There are many who will argue that it is perfectly legitimate to exploit the whole multimedia-networked world (television, print, internet, social media, radio, website, events) to popularise your cause, that maybe even Gandhi would have done that. But Gandhi never let the cause be overtaken; the people of India were his medium, message and his messengers. His central doctrine dictated events, but in the case of Team Anna, including Hazare himself, the message was subsidiary, the perfect timing of events took precedence. The self-proclaimed second independence struggle and the Gandhi topi, now rebranded as I Am Anna, were marketing tactics.
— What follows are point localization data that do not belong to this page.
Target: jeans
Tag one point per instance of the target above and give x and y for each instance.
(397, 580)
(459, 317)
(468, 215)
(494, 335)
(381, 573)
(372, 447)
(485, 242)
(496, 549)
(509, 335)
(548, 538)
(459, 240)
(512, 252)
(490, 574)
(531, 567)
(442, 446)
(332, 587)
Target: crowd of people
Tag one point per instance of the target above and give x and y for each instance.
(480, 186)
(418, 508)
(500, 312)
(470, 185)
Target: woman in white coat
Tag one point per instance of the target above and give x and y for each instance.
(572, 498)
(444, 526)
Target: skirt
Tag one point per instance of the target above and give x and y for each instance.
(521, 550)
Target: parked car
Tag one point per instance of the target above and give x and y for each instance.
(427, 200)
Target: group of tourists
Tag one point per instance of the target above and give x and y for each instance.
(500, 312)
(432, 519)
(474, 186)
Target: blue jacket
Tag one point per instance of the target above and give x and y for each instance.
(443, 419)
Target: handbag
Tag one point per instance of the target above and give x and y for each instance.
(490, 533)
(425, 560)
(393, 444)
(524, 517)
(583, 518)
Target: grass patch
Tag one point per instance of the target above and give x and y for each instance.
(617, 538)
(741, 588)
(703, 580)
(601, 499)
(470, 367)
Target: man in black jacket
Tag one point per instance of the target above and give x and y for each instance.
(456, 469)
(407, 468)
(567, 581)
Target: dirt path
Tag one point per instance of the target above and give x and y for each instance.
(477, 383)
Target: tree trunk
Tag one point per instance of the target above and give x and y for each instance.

Hazare’s message blurred by the end, and the calibrated anti-establishment hostility seemed tiresome. But because it all came from this so-called Gandhian, instead of getting roundly rebuked for petty utterances, Hazare received tumultuous applause. Perhaps it helped that the Mahatma is barely known by today’s demographic dividend. Thus, there was no moral consternation when some branded Hazare as the modern Mahatma. I thought India would strongly repudiate that. Gandhi died 22 minutes after he was shot at 5.37 pm, 63 years ago. So did Gandhism.
Sanjay Jha is co-founder of hamaracongress.com.